Yerleşik modern hukuk algımızın değer-merkezli meşruiyet perspektifinin yoksunluğu ile muallel olan pozitivistik karakteristiğinin, ne yazık ki hukuk öğrenimini hukuk teknisyenliğine/teknokrasisine indirgediği ortadadır. Hukukun hem bireysel ve hem de toplumsal vicdanda meşruiyet zeminini kuracak olan aksiyolojik boyutunu göz ardı eden bu bakışaçısı hukuk öğrenimini bir mevzuat öğretimine ya da belletimine dönüştürmüştür. Mevzuat öğretimine indirgenen hukuk tahsilinin, hukuk tarihinde hukuk düşüncesinin temelini teşkil eden adalet idesinin özsel değerini ne ölçüde öğrencilere benimsetebildiği ya da onlarda ne denli bilinç düzeyi yarattığı tartışmalıdır.

Böylesi bir hukuk perspektifine dayalı hukuk öğreniminin ortaya çıkardığı hukuk aklının oluşturduğu tecrübi birikim ve hukukçu profili, özellikle son yıllarda ciddi anlamda kamu vicdanında sorgulanmaktadır. Hukuk kavramını salt olarak düzen boyutuna indirgeyen bu algının yarattığı hukuk öğretiminin oluşturduğu tablonun dönüşümü ancak hukukun aksiyolojik ve sosyolojik boyutlarıyla kavranması ile mümkün görünmektedir. Temelde yatan sorun, hukuk üzerine ortaya konan tekil zihinsel ve kurumsal mesainin mesleki bir bilgi olarak öğretimine odaklanmasıdır. Bu görüş sığlığı, hukukun bizatihi kendisi üzerine düşünümü mümkün kılacak olan zihinsel vasatı boğmaktadır. Pozitif hukuk ile onun ontik varlığını anlamlı kılan değer alanı arasına sıkışmış bir hukuk öğretimi ve bunun ayarında bile olmayan bir hukukçu profili ile karşı karşıyayız. Hukuka bir bilgi nesnesi olarak yönelen özne ile ontik bir varlık olarak hukuksal bilgi arasında ontolojik bir gerilim söz konusudur.

Yalnızca hukuk evrenimize ve hukukçularımıza indirgeyemeyeceğimiz bu temel meselenin kökeninde kuşkusuz, bir algı sorunu yer almaktadır.
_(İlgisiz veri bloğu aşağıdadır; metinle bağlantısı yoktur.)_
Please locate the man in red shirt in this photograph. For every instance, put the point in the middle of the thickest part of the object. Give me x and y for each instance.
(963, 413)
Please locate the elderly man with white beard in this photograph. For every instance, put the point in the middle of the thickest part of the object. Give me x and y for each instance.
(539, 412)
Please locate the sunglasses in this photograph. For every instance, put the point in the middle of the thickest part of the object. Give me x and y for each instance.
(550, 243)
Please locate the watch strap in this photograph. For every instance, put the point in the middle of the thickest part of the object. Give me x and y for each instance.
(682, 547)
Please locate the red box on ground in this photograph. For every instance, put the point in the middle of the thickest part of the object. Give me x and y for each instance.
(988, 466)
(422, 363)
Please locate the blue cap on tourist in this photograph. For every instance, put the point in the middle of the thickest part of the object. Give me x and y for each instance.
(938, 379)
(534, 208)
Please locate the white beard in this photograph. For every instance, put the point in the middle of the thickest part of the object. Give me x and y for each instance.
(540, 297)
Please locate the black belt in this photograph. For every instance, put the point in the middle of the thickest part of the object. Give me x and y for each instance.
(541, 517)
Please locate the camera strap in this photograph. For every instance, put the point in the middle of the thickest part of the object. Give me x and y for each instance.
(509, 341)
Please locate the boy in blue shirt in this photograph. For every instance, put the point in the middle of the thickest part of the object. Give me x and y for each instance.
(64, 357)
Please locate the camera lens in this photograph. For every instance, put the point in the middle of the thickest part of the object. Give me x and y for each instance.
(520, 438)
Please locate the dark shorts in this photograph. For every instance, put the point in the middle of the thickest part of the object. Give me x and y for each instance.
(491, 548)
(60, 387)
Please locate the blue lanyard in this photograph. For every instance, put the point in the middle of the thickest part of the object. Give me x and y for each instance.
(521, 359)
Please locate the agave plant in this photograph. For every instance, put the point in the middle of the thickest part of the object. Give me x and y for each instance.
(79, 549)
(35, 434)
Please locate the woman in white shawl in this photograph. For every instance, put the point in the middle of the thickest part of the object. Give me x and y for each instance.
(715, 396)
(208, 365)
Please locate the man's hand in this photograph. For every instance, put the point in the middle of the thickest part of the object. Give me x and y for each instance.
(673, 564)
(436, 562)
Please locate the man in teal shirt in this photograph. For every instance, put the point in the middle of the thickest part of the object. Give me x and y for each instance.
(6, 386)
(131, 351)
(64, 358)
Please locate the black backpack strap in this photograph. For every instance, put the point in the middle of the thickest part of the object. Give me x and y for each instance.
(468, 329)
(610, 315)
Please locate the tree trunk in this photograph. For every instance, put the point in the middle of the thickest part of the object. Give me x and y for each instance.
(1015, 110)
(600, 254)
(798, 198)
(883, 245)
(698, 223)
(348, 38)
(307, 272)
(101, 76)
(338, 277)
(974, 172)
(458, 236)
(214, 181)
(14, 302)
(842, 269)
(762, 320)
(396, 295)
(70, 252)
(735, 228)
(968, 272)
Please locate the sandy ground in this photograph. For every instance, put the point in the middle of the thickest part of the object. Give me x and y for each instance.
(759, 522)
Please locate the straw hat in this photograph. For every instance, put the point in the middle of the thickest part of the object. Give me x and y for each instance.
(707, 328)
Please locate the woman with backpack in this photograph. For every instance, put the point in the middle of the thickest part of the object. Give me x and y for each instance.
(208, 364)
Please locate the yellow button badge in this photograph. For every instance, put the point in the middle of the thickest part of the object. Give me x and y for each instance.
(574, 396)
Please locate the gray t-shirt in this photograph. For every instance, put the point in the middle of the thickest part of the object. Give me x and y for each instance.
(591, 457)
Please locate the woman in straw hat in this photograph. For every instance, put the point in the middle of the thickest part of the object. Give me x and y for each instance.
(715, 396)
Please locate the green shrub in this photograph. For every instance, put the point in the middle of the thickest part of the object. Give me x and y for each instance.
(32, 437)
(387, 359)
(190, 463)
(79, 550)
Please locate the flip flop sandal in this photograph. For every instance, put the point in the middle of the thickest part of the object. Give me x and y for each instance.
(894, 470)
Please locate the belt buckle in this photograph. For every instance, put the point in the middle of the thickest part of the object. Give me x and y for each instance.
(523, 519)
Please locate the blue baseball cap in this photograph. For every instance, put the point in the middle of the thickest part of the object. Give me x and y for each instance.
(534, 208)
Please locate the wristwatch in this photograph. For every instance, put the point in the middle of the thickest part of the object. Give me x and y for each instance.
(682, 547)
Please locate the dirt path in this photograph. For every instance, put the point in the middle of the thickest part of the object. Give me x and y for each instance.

Sözü edilen algı sorununun bir yansıması olan hukuk öğretiminin bu bilinç ile problematize edilmesi zorunludur. Söz konusu algı sorununa bir ufuk arayışı bağlamında, kadim erdem filozofisinin öngördüğü temel erdemlerin (adalet, bilgelik, cesaret ve ölçülülük) belirleyici olacağı hukukçu davranış formlarının kazanımı, bir hukuk öğrenimi idealitesi olarak tartışma konusu yapılacaktır.